Chapter 1 Flashcards
The probability that a 15 years old female will die eventually from a maternal cause assuming that current levels of fertility and mortality (including maternal mortality) do not change in the future.
Lifetime risk of maternal death
A term coined by O.W. Mills to describe the sociological approach to analyzing issues, when we make a link between personal troubles and public issues.
Sociological imagination
The recurring patterns of social interaction through which people are related to each other, such as social institutions and social groups
Social structure
Formal structures within society- such as health care, government, education, religion, and the media- that are organized to address identified social needs.
Social institutions
The ability of people, individually and collectively, to influence their own lives and the society in which they live.
Agency
A key debate in sociology over the extent to which human behaviour is determined by social structure.
Structure-agency debate
Policies, programs, and services designed to keep citizens healthy and to improve the quality of life. The focus is on enhancing the health status and well-being of the general population rather than just looking at the health of individual persons
Public health
A position in a system of structured inequality based on the unequal distribution of power, wealth, income, and status. People who share a class position typically share similar life chances
Class (or social class)
The statistical study of patterns of disease in the population. Originally focused on epidemics, or infectious diseases, the field now covers non-infectious conditions, such as stroke and cancer. Social epidemiology is a subfield aligned with sociology that focuses on the social determinants of illness.

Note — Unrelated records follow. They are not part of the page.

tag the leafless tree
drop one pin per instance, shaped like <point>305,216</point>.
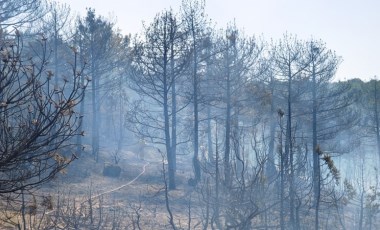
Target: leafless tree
<point>37,118</point>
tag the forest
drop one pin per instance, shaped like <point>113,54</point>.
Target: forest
<point>182,126</point>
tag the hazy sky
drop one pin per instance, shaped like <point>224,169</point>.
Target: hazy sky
<point>350,27</point>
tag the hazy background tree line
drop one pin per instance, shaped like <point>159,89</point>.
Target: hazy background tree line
<point>274,140</point>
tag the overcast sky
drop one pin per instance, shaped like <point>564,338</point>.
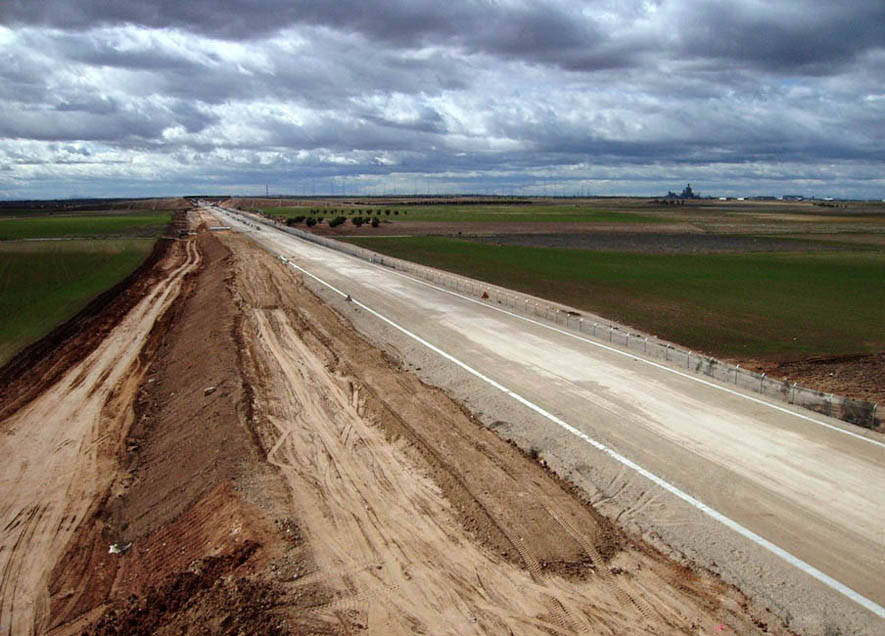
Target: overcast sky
<point>145,97</point>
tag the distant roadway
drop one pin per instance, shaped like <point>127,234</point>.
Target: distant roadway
<point>807,490</point>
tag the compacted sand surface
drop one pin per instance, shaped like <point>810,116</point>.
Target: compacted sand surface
<point>259,467</point>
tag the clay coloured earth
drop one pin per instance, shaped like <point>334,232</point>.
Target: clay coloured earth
<point>216,450</point>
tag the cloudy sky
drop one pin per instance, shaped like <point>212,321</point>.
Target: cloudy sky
<point>145,97</point>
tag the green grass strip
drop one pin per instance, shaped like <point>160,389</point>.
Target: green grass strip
<point>43,284</point>
<point>731,305</point>
<point>82,226</point>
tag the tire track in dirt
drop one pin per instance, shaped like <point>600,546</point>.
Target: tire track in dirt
<point>57,450</point>
<point>417,517</point>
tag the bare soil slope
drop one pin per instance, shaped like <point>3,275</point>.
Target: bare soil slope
<point>275,473</point>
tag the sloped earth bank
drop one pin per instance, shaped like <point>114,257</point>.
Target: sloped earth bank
<point>58,448</point>
<point>281,475</point>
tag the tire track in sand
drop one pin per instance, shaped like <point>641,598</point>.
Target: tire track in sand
<point>58,450</point>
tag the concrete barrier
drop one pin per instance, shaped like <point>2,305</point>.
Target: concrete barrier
<point>859,412</point>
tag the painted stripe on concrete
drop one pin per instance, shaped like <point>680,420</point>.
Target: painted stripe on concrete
<point>809,569</point>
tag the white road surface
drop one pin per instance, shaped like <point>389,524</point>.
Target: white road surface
<point>812,492</point>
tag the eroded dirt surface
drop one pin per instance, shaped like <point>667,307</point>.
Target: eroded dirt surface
<point>278,474</point>
<point>856,376</point>
<point>58,450</point>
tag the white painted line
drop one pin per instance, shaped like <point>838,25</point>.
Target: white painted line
<point>626,354</point>
<point>827,580</point>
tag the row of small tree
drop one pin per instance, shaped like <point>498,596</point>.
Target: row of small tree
<point>357,211</point>
<point>334,222</point>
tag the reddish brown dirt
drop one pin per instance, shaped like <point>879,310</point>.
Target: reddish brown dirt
<point>209,521</point>
<point>856,376</point>
<point>42,363</point>
<point>283,476</point>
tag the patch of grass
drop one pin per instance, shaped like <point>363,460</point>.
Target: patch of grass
<point>42,284</point>
<point>486,213</point>
<point>142,225</point>
<point>758,305</point>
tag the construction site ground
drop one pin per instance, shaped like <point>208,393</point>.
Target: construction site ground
<point>259,467</point>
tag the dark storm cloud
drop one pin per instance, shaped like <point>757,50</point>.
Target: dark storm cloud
<point>810,37</point>
<point>476,91</point>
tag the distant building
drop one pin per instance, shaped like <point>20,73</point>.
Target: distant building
<point>687,193</point>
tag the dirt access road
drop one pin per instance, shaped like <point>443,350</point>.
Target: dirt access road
<point>800,486</point>
<point>275,473</point>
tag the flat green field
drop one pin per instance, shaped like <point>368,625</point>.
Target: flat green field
<point>485,213</point>
<point>759,305</point>
<point>83,225</point>
<point>44,283</point>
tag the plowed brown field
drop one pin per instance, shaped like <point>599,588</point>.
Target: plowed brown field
<point>276,473</point>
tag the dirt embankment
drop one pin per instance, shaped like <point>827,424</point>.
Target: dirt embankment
<point>42,363</point>
<point>59,441</point>
<point>281,475</point>
<point>861,376</point>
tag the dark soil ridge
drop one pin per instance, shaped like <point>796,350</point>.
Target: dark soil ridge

Epidemiology/social epidemiology
A collection of government and government-controlled institutions, including parliament (the government and opposition political parties), the public sector bureaucracy, the judiciary, the military, and the police.
State
Refers to the social and economic environments in which people live that determine their health, including housing, job security, food security, working conditions, education, income, social class, gender, Aboriginal status, and the social safety net. The quality of these determinants is a reflection of how society is organized and how it distributes its economic and social resources.
Social determinants of health
The idea that there is a specific cause or origin for each specific disease
Specific etiology
The conventional approach to medicine in Western societies, based on the diagnosis and explanation of illness as a malfunction of the body’s biological mechanisms. This approach underpins most health professions and health services, which focus on treating individuals, and generally ignores the social origins of illness and its prevention.
biomedicine/biomedical model
Also called mind/body dualism and named after the philosopher Descartes, it refers to a belief that the mind and body are separate entities. This assumption underpins medical approaches that view disease in physical terms and thus ignore the psychological and subjective aspects of illness.
Cartesian dualism
The belief that all illnesses can be explained and treated by reducing them to biological and pathological factors.